Back to Projects
Georgetown UniversityOct 2025 — Dec 2025

Police Incident Patterns and Response Time Modeling in Montgomery County, MD

End-to-end data science project analyzing 300K+ police dispatch records to predict response times, classify call priorities, and identify incident hotspots across Montgomery County, MD. Built regression, classification, and clustering models with interactive visualizations deployed on a Quarto website.

R Python Machine Learning Spatial Analysis Data Visualization Quarto
Police incident analysis

Overview

This project investigates police dispatch patterns and emergency response times in Montgomery County, Maryland using real-world data from the county's open data API. The analysis covers 16,782 incident records with 26 variables spanning call types, priority levels, timestamps, geographic coordinates, and disposition outcomes.

The project follows a complete data science pipeline — data collection, cleaning, exploratory analysis, unsupervised learning, and supervised learning — answering questions like what drives response times, whether spatial clusters exist, and how accurately we can predict call priority and disposition outcomes.

View Full Report (PDF)

Data Cleaning

The raw dataset required extensive cleaning — parsing numeric fields, handling missing values, normalizing categorical labels, and using the Google Geocoding API to fill missing coordinates. Two separate cleaned datasets were produced: one preserving the original structure for exploratory analysis, and a second with z-score normalization and categorical encoding for machine learning.

A major challenge was the large number of missing geographic coordinates. Since each incident record included a street address, the Google Geocoding API was used to recover accurate longitude and latitude values — enabling the spatial analysis that would later reveal geographic incident patterns across the county.

Missing values heatmap across all variables

Missing Values Heatmap Across 26 Variables

Exploratory Data Analysis

The EDA examined both individual variables and cross-variable relationships. Time-related measures like call-to-dispatch and dispatch-to-arrival are highly right-skewed — most incidents are handled quickly, but a small number take significantly longer, creating extreme outliers. These delays were found to accumulate across the workflow rather than occurring in isolation.

Property crime is the most frequent incident type and is prominent among high-priority calls alongside violent crime and health & safety incidents. Temporal patterns show most incident types peaking around 4 PM, with public order incidents spiking late at night on weekends. The Silver Spring district (3D) stands out with the highest property crime concentration, while nighttime incidents generally have shorter response times despite lower overall volume.

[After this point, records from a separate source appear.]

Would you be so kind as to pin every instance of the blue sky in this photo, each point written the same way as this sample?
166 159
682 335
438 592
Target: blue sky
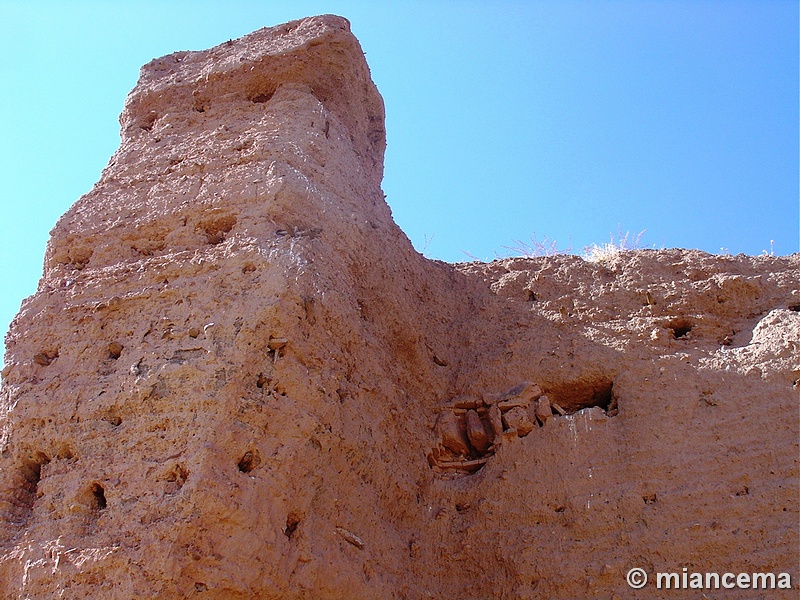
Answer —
565 119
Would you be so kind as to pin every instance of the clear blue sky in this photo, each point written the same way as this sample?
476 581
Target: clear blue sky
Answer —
562 118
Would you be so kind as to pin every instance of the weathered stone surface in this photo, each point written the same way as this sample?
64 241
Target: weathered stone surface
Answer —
543 410
517 419
476 432
452 433
228 381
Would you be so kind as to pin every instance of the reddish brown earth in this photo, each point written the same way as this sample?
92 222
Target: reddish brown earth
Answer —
237 378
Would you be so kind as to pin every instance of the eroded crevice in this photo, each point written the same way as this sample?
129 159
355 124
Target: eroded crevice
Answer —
26 489
292 521
575 395
249 461
680 327
216 228
98 500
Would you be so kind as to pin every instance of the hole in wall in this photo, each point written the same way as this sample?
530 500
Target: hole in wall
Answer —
45 357
586 392
175 478
261 97
32 472
680 326
114 419
148 120
98 497
249 461
215 228
115 350
292 521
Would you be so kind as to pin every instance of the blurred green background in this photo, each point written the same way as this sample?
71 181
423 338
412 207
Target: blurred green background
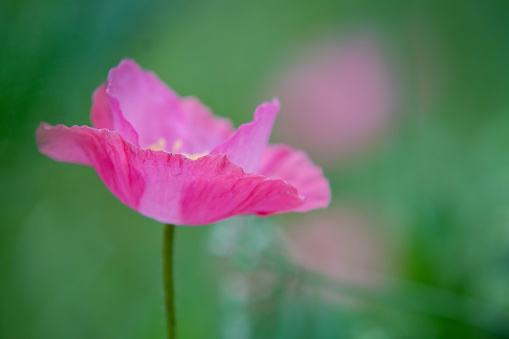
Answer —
76 263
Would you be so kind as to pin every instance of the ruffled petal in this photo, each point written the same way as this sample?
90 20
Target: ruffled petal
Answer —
294 166
168 187
157 113
101 114
247 146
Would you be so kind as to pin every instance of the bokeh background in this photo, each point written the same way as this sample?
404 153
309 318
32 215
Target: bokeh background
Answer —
404 104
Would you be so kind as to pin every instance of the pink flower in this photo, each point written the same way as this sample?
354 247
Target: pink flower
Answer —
170 159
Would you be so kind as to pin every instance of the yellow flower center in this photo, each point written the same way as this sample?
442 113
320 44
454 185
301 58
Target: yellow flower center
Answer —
177 145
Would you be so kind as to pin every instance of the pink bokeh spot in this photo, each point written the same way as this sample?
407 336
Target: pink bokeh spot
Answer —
339 96
341 245
170 159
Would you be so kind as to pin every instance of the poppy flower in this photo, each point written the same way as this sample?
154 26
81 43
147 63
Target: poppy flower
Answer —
171 159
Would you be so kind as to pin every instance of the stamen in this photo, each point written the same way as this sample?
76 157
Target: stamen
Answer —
176 146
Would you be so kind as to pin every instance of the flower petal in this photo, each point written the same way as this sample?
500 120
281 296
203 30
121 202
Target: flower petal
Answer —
168 187
246 147
294 166
101 114
156 112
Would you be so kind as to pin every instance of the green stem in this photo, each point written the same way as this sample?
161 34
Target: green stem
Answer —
168 279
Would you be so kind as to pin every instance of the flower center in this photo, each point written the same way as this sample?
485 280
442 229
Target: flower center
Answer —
177 145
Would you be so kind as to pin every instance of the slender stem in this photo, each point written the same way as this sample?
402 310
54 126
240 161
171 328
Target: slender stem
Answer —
168 279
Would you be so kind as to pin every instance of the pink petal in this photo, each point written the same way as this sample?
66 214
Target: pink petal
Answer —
168 187
247 146
156 112
294 166
101 114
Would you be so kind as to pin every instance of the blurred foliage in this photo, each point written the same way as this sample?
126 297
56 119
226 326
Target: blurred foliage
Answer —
75 262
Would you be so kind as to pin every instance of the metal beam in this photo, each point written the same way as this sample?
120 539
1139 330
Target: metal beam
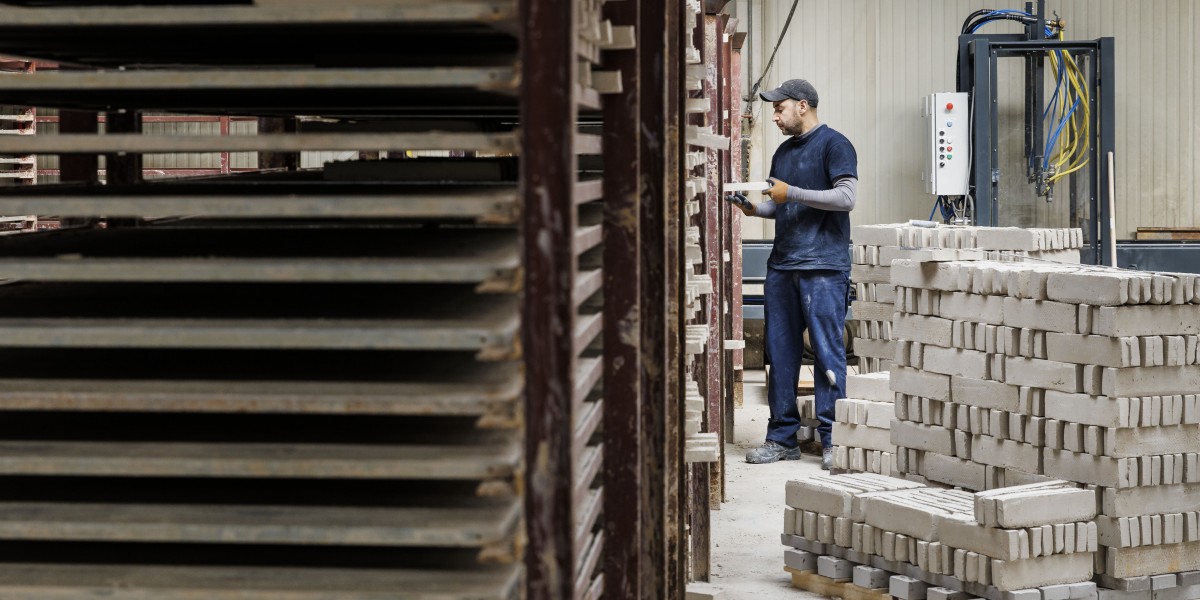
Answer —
549 169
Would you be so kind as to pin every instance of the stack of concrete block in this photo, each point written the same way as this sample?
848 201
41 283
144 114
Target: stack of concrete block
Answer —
1023 372
862 431
861 435
876 246
1033 541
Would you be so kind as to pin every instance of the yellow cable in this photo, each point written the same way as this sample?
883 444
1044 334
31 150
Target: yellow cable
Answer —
1073 155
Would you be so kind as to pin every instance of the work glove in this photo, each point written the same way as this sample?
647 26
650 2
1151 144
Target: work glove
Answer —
778 191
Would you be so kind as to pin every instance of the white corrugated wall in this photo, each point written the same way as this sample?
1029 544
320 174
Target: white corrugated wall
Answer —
873 60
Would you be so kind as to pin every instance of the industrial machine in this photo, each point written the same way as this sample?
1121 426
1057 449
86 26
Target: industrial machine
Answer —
1068 120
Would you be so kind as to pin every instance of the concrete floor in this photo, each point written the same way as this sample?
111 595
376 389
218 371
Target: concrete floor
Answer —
748 557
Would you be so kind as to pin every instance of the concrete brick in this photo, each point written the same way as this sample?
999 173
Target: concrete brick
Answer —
972 307
1043 316
1150 381
1095 287
1089 349
869 274
951 361
801 561
861 310
1008 238
861 436
923 437
1177 593
837 569
697 591
1163 581
907 588
1085 409
916 328
1131 585
916 513
946 594
1001 453
1114 594
1041 571
1152 559
984 394
912 274
1044 507
1150 441
1146 321
1059 592
919 383
875 348
954 472
873 387
972 537
870 577
834 495
1083 591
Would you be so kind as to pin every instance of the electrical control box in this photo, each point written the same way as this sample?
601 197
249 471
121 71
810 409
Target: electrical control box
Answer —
948 144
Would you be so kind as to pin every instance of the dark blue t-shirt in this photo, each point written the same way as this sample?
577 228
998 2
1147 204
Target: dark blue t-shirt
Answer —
808 238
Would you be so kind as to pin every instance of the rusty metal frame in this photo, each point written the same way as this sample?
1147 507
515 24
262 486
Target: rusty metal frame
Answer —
675 561
549 168
624 313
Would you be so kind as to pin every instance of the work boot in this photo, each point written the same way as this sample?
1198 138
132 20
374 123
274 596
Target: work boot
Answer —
772 451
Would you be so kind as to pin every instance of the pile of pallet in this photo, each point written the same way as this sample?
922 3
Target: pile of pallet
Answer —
894 537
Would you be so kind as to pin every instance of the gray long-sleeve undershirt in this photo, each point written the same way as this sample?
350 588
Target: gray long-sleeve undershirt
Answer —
841 198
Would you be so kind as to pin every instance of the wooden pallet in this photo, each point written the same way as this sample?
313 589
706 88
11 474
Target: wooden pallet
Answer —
813 582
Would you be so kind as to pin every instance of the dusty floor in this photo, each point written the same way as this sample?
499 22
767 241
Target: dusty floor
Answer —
748 557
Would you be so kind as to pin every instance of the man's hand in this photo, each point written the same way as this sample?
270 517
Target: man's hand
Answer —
742 203
778 191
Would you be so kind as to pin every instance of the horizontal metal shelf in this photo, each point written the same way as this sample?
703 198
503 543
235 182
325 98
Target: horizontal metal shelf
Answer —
475 393
270 90
259 461
469 525
75 143
275 34
363 317
264 255
493 203
139 582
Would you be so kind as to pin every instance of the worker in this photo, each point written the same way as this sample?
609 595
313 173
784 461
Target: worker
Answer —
814 178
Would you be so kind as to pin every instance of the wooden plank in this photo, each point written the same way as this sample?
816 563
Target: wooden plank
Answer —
493 335
273 12
75 143
472 525
144 582
492 78
211 255
469 394
481 203
287 461
185 316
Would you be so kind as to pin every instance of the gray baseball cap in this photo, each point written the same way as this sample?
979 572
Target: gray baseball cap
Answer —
795 89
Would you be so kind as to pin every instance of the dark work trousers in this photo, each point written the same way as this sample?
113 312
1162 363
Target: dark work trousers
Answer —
795 301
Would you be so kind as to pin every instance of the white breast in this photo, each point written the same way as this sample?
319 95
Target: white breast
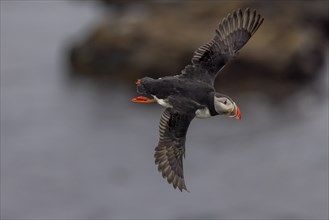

Incident Type vs Priority distribution

Incident Type vs Priority Distribution

District vs Priority distribution

District vs Priority Distribution

Sankey diagram of operational delays

Operational Delay Breakdown by Incident Type

Daily incident heatmap by hour and incident type

Daily Incident Heatmap — Hourly Patterns by Day of Week

Unsupervised Learning

Dimensionality reduction using PCA and t-SNE projected the 26-variable dataset into two dimensions for visualization. Clustering algorithms — K-Means, DBSCAN, and Hierarchical Clustering — were applied with varying parameter settings and distance functions to search for natural groupings.

The results consistently showed that incidents form a single dense cloud with smooth transitions between types and priorities. While algorithms can force partitions, the boundaries don't reflect meaningful operational differences — they cut across incident types without clear interpretive value. This suggests response times are driven by factors unique to each individual incident rather than by broad categorical groupings.

PCA scatter plot by priority level

PCA Scatter Plot by Priority Level

Spatial distribution of incidents in Montgomery County

Spatial Distribution of Incidents by Type

Supervised Learning

Three categories of predictive models were built using Logistic Regression, Random Forest, Gradient Boosting, and KNN. Binary classification predicted whether an incident would be high or low priority. Multiclass classification targeted the final disposition code. Regression estimated the continuous dispatch-to-arrival response time.

For priority classification, models achieved reasonable accuracy and recall, though many calls lie near the decision boundary. The multiclass disposition models performed well on common codes but struggled with rare categories due to class imbalance. Response time regression showed that even a simple mean-prediction baseline achieves moderate accuracy — more complex models reduced errors but left significant unexplained variation, capturing broad patterns rather than precise per-incident predictions.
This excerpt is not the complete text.